Alec smiled—a brief, forced flash of a smile. Jace looked at him narrowly. “Are you sure you’re not mad? You seem kind of mad.”
Alec looked up at the sky overhead. There were no stars visible through the cloud cover, only a smear of yellowish black. “Not everything is about you.”
“If you’re not doing okay, you should tell me,” Jace said. “We’re all under stress, but we have to keep it together as much as we—”
Alec whirled on him. There was disbelief in his eyes. “Doing okay? How would you be doing?” he demanded. “How would you be doing if it were Clary that Sebastian had taken? If it were her we were going to rescue, not knowing if she was dead or alive? How would you be doing?”
Jace felt as if Alec had slapped him. He also felt as though he deserved it. It took him several tries before he could get out the next words: “I—I would be in pieces.”
Alec got to his feet. He was outlined against the bruise-colored sky, the glow of the broken moons reflecting off the ground; Jace could see every facet of his expression, everything he had been keeping pent up. He thought of the way Alec had killed the faerie knight in the Court; cold and quick and merciless. None of that was like Alec. And yet Jace had not paused to think about it, to think what drove that coldness: the hurt, the anger, the fear. “This,” Alec said, gesturing toward himself. “This is me in pieces.”
“I’m not like you,” Alec said. “I—I am not able to create the perfect facade at all times. I can tell jokes, I can try, but there are limits. I can’t—”
Jace staggered to his feet. “But you don’t have to create a facade,” he said, bewildered. “You don’t have to pretend. You can—”
“I can break down? We both know that’s not true. We need to hold it together, and all those years I watched you, I watched you hold it together, I watched you after you thought your father died, I watched you when you thought Clary was your sister, I watched you, and this is how you survived, so if I have to survive, then I’m going to do the same thing.”
“But you’re not like me,” Jace said. He felt as if the steady ground below him were cracking in half. When he was ten years old, he had built his life on the bedrock of the Lightwoods, Alec most of all. He had always thought that as parabatai they’d been there for each other, that he’d been there for Alec’s broken heart as much as Alec had been there for his, but he realized now, and horribly, that he had given little thought to Alec since the prisoners had been taken, had not thought how each hour, each minute, must be for him, not knowing if Magnus was alive or dead. “You’re better.”
Alec stared at him, his chest rising and falling quickly. “What did you imagine?” he asked abruptly. “When we came through into this world?
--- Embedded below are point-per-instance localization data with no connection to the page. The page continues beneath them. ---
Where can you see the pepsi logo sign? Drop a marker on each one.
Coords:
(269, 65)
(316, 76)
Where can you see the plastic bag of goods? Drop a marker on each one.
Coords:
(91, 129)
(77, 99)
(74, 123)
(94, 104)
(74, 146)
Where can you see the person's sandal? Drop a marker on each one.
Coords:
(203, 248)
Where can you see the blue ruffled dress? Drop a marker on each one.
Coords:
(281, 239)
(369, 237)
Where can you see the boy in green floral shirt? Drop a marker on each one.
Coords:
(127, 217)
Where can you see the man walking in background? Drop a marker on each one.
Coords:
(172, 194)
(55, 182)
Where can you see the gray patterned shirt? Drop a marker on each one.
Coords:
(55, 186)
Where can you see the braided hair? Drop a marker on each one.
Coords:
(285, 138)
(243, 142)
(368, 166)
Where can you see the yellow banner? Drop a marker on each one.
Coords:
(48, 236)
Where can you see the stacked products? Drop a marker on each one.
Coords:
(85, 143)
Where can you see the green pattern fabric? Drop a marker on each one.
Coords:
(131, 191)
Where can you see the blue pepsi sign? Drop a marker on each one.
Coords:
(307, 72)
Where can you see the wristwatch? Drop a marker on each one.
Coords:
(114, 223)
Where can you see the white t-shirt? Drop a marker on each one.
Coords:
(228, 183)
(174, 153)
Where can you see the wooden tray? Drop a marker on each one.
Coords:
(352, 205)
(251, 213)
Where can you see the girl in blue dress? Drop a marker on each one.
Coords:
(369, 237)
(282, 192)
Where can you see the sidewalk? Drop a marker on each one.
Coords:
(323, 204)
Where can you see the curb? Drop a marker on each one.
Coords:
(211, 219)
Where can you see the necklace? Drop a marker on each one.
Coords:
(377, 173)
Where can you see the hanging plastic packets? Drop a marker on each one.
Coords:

I saw your expression when we found you. You didn’t envision ‘nothing.’ ‘Nothing’ wouldn’t have made you look like that.”
Jace shook his head. “What did you see?”
“I saw the Hall of Accords. There was a huge victory banquet, and everyone was there. Max—was there. And you, and Magnus, and everyone, and Dad was giving a speech about how I was the best warrior he’d ever known. . . .” His voice trailed off. “I never thought I wanted to be the best warrior,” he said. “I always thought I was happy being the dark star to your supernova. I mean, you have the angel’s gift. I could train and train . . . I’d never be you.”
“You’d never want to,” Jace said. “That’s not you.”
Alec’s breathing had slowed. “I know,” he said. “I’m not jealous. I always knew, from the first, that everyone thought you were better than me. My dad thought it. The Clave thought it. Izzy and Max looked up to you as the great warrior they wanted to be like. But the day you asked me to be your parabatai, I knew you meant that you trusted me enough to ask me to help you. You were telling me that you weren’t the lone and self-sufficient warrior able to do everything alone. You needed me. So I realized that there was one person who didn’t assume you were better than me. You.”
“There all sorts of ways of being better,” Jace said. “I knew that even then. I might be physically stronger, but you have the truest heart of anyone I’ve ever known, and the strongest faith in other people, and in that way you are better than I could ever hope to be.”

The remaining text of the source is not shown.